Per il nostro dialetto una bögàda non è solo «il bucato», ma è anche la fatica spesa per farlo (o almeno la fatica che si faceva una volta, tra sòi, às de laà e lisìa). Nelle lingue romanze spesso lavoro e fatica convivono nello stesso termine. Era così per i latini («labor» è sia l’operosità che lo sforzo penoso), è così per gli spagnoli e i francesi («trabajar» per i primi e «travailler» per i secondi), è così per alcuni dialetti meridionali (in napoletano il «faticà» è il lavorare sotto padrone).

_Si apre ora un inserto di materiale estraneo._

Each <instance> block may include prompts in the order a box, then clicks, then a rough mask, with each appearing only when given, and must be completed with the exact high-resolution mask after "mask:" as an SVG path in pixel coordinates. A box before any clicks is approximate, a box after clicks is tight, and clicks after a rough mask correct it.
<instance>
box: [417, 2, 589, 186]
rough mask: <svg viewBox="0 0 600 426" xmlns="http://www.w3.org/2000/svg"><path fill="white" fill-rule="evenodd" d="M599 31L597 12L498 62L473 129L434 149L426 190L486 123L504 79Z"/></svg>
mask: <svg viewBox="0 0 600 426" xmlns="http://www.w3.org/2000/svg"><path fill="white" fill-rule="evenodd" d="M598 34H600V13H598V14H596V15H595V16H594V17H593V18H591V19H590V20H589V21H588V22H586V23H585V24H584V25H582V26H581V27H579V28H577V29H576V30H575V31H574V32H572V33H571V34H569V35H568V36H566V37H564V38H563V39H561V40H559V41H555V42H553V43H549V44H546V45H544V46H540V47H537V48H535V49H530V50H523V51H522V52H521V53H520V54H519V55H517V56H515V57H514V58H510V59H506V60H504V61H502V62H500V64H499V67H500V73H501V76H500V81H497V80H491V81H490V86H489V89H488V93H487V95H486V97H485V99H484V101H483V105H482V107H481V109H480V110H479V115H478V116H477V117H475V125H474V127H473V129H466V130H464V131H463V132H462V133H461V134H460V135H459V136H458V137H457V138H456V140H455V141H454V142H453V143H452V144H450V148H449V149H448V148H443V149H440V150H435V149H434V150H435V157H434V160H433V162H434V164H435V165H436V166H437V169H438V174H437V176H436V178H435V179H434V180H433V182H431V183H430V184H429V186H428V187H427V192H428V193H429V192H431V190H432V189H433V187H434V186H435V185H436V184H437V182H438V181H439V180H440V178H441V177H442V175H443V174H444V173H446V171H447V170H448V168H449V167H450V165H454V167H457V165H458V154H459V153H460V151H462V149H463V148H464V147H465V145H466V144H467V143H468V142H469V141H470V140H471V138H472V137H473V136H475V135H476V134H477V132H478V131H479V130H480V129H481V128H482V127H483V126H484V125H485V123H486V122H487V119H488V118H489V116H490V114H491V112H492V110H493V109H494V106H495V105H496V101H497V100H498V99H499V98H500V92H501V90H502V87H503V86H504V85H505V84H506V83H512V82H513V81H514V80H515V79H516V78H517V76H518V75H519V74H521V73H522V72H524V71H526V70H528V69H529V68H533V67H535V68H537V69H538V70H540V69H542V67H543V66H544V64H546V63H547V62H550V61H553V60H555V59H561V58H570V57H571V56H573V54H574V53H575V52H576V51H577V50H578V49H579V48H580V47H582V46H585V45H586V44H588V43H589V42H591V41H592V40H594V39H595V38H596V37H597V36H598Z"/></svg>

Per quanto riguarda il bresciano, bögàda deriva dal francone «bukòn» che è proprio il lavare ammollo, il fare lisciva. Per una volta - però - non ci intriga da dove un termine arriva, ma piuttosto dove ci porta. Capire cosa ci racconta una bögàda. Capire dove si trova quel punto di incontro fra lavoro, fatica e dignità che tanto ha caratterizzato (e quanto caratterizza ancora oggi?) l’essere bresciani. Un peculiare punto di incontro straordinariamente raccontato da «Il silenzio della lavandaia» che la nostra Paola Carmignani ha dedicato al ritratto di lavandaia di Giacomo Ceruti e al suo sguardo. Rievocando in poche, densissime pagine Giovanni Pascoli, Galeazzo dagli Orzi, Teofilo Folengo, Vasilij Grossmann... Scriverlo sarà stato una bögàda. Leggerlo è un regalo per l’anima.